Buse JB, Cavazzoni P, Hornbuckle K, et al. A retrospective cohort study of diabetes mellitus and antipsychotic treatment in the United States. J Clin Epidemiol 56:164-70, 2003.


Anonymous said...

This article conflates two quite different things and smears them both. The key question is, what is a ghost author? I would argue that a "ghost author" is a person who writes an article without being named as an author. This is neither illegal nor unethical in most circumstances, though it probably should be discouraged. What is unethical and should be illegal is what can be referred to as guest authorship. A "guest author" is a person who did not write an article but nevertheless is named as author. This is akin to plagiarism or theft and should not be permitted.

Anonymous said...

My concerns with the issue of ghost-writing is that it ignores the more important issue, which is the content of the article. Does a ghost-written article automatically mean that the data within it is falsified? Does a ghost-written article mean that the content is any less accurate or is in some way misleading? This may very well be the case, but none of these questions are addressed.
It seems that the blog author is merely upset with being misled by the name at the top of a publication. But so what? Who cares who actually wrote the publication if it actually includes facts. Does it really matter if Dr. Buse actually wrote the article or just endorsed it? James Patterson puts his name on countless books that someone else writes and they become best-sellers. Sometimes, academia's antiquated rules are unnecessarily applied to real world situations.
The truth is, ghostwriting happens in a lot of industries, including journalism. So decide on the facts of the content, leave the author out of it and stop complaining.

Howard Brody said...

Anonymous #2 above raises an interesting question. The ethical rules of scientific authorship are in the end conventions that we could agree to change. We could make ghostwriting cease to be an ethical problem simply by changing the conventions.
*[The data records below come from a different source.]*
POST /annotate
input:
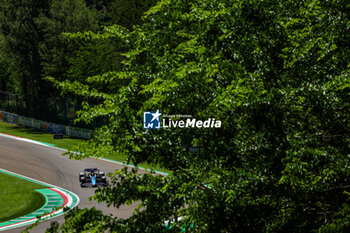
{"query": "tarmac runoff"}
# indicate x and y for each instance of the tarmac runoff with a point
(56, 199)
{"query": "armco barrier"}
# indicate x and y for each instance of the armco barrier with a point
(45, 126)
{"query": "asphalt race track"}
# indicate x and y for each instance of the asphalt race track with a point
(48, 165)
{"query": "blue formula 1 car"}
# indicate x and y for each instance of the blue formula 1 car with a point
(92, 177)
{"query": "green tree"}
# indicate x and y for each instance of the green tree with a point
(21, 38)
(276, 73)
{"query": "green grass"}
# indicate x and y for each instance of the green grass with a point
(24, 132)
(66, 142)
(18, 197)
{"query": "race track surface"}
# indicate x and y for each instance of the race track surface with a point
(48, 165)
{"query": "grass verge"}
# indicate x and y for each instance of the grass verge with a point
(18, 197)
(66, 142)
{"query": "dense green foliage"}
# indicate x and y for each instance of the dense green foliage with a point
(32, 47)
(276, 73)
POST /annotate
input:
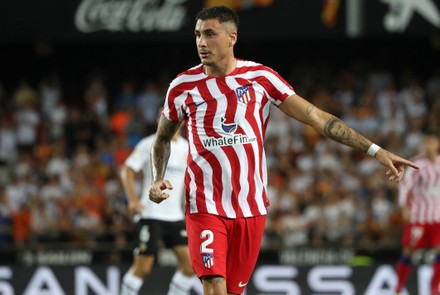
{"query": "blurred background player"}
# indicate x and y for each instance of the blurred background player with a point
(155, 223)
(419, 196)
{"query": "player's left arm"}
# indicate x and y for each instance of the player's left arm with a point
(160, 154)
(334, 128)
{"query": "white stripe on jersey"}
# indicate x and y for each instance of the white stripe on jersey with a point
(232, 83)
(220, 154)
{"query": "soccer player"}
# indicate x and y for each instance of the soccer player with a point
(225, 102)
(419, 196)
(157, 222)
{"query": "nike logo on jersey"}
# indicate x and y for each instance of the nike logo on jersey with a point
(242, 94)
(228, 127)
(199, 104)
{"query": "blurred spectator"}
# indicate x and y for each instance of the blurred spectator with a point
(149, 101)
(50, 95)
(5, 219)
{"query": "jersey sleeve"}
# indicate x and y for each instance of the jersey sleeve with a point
(277, 88)
(173, 108)
(140, 155)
The problem with the advice from this commentator is that ultimately good science is based on trust--both to the fellow scientist and the consumer. The reader of a scientific paper has to be able to trust that the methods described were the ones actually used, that the results were reported as observed and not as wished for, etc.

The problem as I see it with the position, "Forget whose names are at the top and concentrate on whether the data are accurate," is that we already know in a case of ghostwriting that the author of the paper has violated our trust by failing to adhere to the ethical publishing conventions. I do not know how I am then supposed to regain my trust so as to be able to believe that the data are accurately presented in the rest of the paper.

Michael S. Altus, PhD, ELS said...

Anonymous (June 16, 2009 9:56 AM) incorrectly defined “ghost author” as “a person who writes an article without being named as an author.” “Ghost authoring” is the unethical practice of making substantial contributions without being identified as an author. For example, a pharmaceutical company with hire a MECC (medical education and communication company) to prepare articles for signature of key opinion leaders (thought leaders). The role of the pharma and the MECC in the authorship are concealed. Contribution to content is the issue, not who actually put pen to paper (or fingers to keyboard).

Anonymous continued by incorrectly defining “guest author” is a person who did not write an article but nevertheless is named as author. "Guest authoring" refers to being named as an author without having made substantial contributions. Again, it’s not an issue of who writes the article. It is an issue of who has made substantial contributions to an article and is willing to take responsibility for it.

For a primer on the unethical “g-word” publication practices, see AMWA Ethics FAQs (, which I wrote.